In this tutorial, we discuss the main facets and directions in designing qualitative data cleaning techniques. We present a taxonomy of current qualitative error detection techniques, as well as a taxonomy of current data repairing techniques. We will also discuss proposals for tackling the challenges for cleaning "big data" in terms of scale and distribution.
Xu Chu is a PhD student in the Cheriton School of Computer Science at University of Waterloo. His main research interests are data quality and data cleaning. He won the prestigious Microsoft Research PhD fellowship in 2015. Xu has also received Cheriton Fellowship from the University of Waterloo 2013-2015.

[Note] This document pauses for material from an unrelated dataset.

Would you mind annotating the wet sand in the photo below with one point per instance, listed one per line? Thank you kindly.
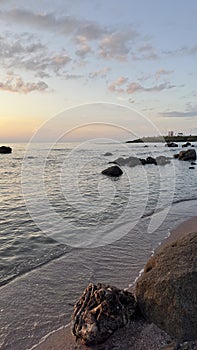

Ihab Ilyas is a professor in the Cheriton School of Computer Science at the University of Waterloo. He received his PhD in computer science from Purdue University, West Lafayette. His main research is in the area of database systems, with special interest in data quality, managing uncertain data, rank-aware query processing, and information extraction. Ihab is a recipient of the Ontario Early Researcher Award (2009), a Cheriton Faculty Fellowship (2013), an NSERC Discovery Accelerator Award (2014), and a Google Faculty Award (2014), and he is an ACM Distinguished Scientist. Ihab is a co-founder of Tamr, a startup focusing on large- scale data integration and cleaning. He serves on the VLDB Board of Trustees, and he is an associate editor of the ACM Transactions of Database Systems (TODS).